Expert advice for over-40 athletes about training, supplementation, nutrition, hormones, and more.
By Jay Campbell and Jim Brown
Many people stop lifting weights when they get in their 40s, believing that the Iron Game is meant for young people. Nothing could be further from the truth. The fact is, the older you get the more important weight training becomes for maintaining strength, body composition, optimal hormone levels, vitality, and overall quality of life. In this new column, our over-40 fitness experts will help you train your age. That is, wisely but with intensity and purpose. Jay Campbell is a longtime Iron Man columnist and author of the book The Definitive Testosterone Replacement Therapy Manual: How To Optimize Your Testosterone For Lifelong Health And Happiness. Jim Brown is a bodybuilding expert and trainer who has helped thousands of people achieve their goals.
Dennis: What does being sore after a workout represent? If I’m not sore in the specific muscles I trained, was my workout productive?
Jay and Jim: To us, being sore is a very useful diagnostic tool. We adjust workout intensity and volume based on current recovery ability. If training for hypertrophy, we can all agree that some soreness in the muscle trained is generally good. The more times we can train a muscle the more we can induce protein synthesis. This forces the body to change in response to current demands. Doing this over and over enables more growth to occur.
Let’s say you work legs once a week and destroy them (defined as it’s difficult to sit on the toilet). Will you recover fully in seven days? A better question is: Would you see more growth by working that muscle just enough to force adaptation? If you can do that twice a week, you should grow that muscle group faster.
In general, when training for hypertrophy, yes, you should experience some soreness in the muscles trained. One additional thought: If you are experimenting with a new movement or angle, soreness is a valuable tool in determining that you are indeed hitting targeted areas. Soreness is, however, an individual thing. It’s important the soreness is from minor sarcoplasmic tears and muscular trauma rather than serious bruising or tearing of tendons or other soft tissue.
Curtis: At our age, is hitting a bodypart to failure once a week superior to a more traditional two-times-a-week routine?
Jay and Jim: Your recovery ability will determine what frequency is best for you. Age is one of the factors that has a major impact on recovery, as do diet, sleep, stress, and drugs. For instance, at 45, on legitimate testosterone replacement therapy and with consistent diet and sleep routines, you can hit each bodypart twice in a seven-day rotation and train each of those groups with two to three movements doing two sets to positive failure each workout. If you were to change your recovery ability somehow by altering one of the above factors, you could hit those more often or add volume with more sets to positive failure or additional movements. Frequency and volume are always determined by recovery ability.
Ryan: As a 43-year-old who is not an advanced lifter, are higher rep ranges and the use of machines superior to avoid injury while build muscle?

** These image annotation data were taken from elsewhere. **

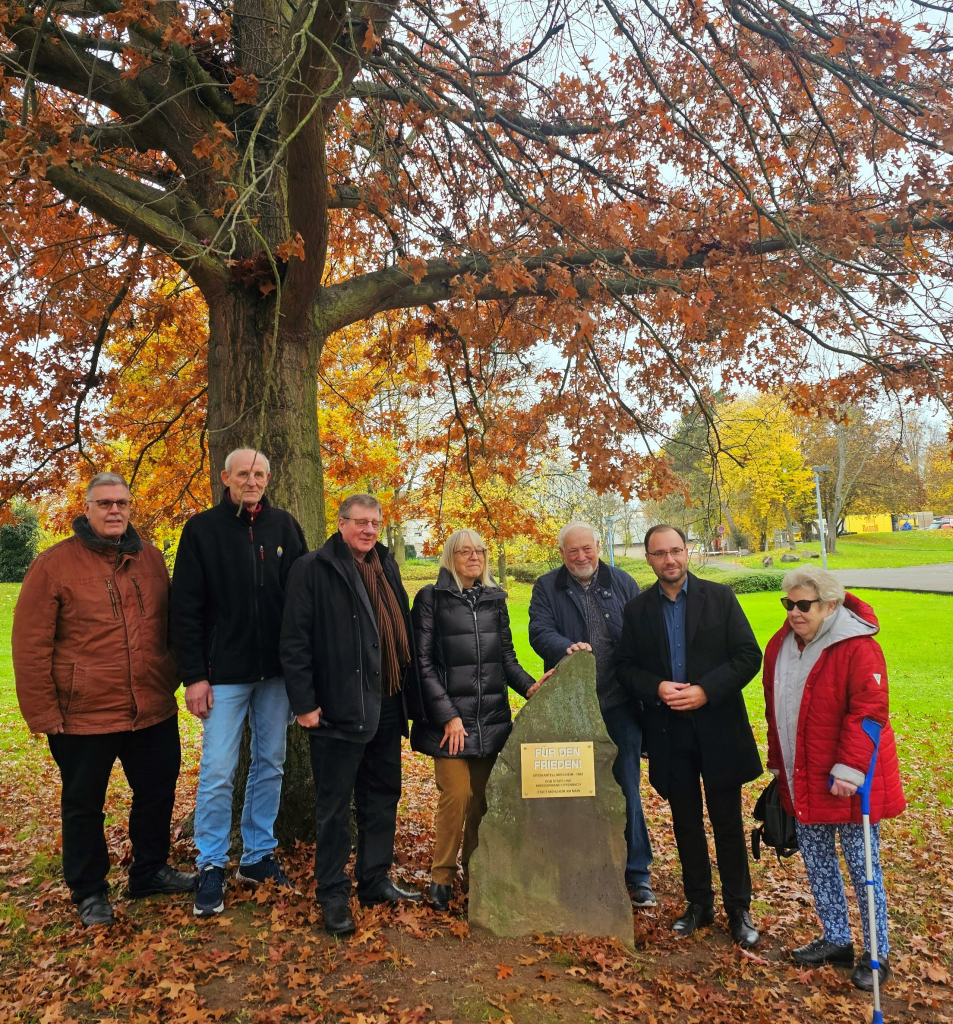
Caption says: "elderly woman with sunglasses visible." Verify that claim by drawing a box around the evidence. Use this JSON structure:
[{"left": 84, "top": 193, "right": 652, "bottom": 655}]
[
  {"left": 764, "top": 565, "right": 905, "bottom": 991},
  {"left": 410, "top": 529, "right": 551, "bottom": 910}
]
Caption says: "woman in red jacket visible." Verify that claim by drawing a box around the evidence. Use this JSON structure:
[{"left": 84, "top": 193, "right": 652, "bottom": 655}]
[{"left": 764, "top": 565, "right": 905, "bottom": 991}]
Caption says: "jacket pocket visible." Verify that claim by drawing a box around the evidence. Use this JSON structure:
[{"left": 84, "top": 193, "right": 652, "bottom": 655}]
[{"left": 67, "top": 665, "right": 90, "bottom": 715}]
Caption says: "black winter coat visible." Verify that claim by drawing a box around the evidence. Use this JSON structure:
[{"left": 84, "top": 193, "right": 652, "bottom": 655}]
[
  {"left": 281, "top": 534, "right": 423, "bottom": 742},
  {"left": 410, "top": 569, "right": 535, "bottom": 758},
  {"left": 169, "top": 490, "right": 308, "bottom": 686},
  {"left": 616, "top": 574, "right": 762, "bottom": 798}
]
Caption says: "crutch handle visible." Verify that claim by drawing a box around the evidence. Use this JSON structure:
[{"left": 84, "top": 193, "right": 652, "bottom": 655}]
[{"left": 857, "top": 718, "right": 882, "bottom": 814}]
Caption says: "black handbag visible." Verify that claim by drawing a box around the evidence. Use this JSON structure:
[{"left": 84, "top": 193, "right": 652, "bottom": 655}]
[{"left": 751, "top": 778, "right": 797, "bottom": 860}]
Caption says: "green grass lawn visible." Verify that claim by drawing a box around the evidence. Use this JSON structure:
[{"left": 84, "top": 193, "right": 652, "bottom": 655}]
[
  {"left": 0, "top": 581, "right": 953, "bottom": 804},
  {"left": 0, "top": 583, "right": 953, "bottom": 716},
  {"left": 725, "top": 529, "right": 953, "bottom": 569}
]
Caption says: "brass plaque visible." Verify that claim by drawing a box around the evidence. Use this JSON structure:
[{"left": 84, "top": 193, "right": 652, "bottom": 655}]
[{"left": 520, "top": 741, "right": 596, "bottom": 800}]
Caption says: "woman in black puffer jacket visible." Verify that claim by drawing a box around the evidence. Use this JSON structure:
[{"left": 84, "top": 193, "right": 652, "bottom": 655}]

Jay and Jim: We think the use of machines along with free weights is the best option. Machines may assist in isolating specific muscle groups, but free weights are extremely important to build balancing and stabilizing muscles. In the beginning, given you do not have injuries or severely unbalanced muscle groups, we would say a mix of both free weights and machines is the best approach. Defining an aging athlete means a few things: 1) We don’t have as pliable tissue, and 2) recovery is slower. This shouldn’t influence you staying away from free weights, especially if you have experience and knowledge on how to perform the movements correctly. Machines certainly are safer in that they are a little more forgiving with lack of knowledge. Machines also provide the ability to isolate a muscle without stabilizer muscles giving out during the set.
Tom: Are there any safety advantages to squatting with a Smith machine versus a barbell squat for an aging athlete with low-back issues and knee problems?
Jay and Jim: Absolutely. If you free squat and find your lower back or knees hurt, don’t perform the movement. Rule number one for an aging athlete is always, “If it hurts, don’t do it.” Conversely, if you can find an angle or method to squat with a Smith machine without pain (while maintaining proper form), then by all means do so.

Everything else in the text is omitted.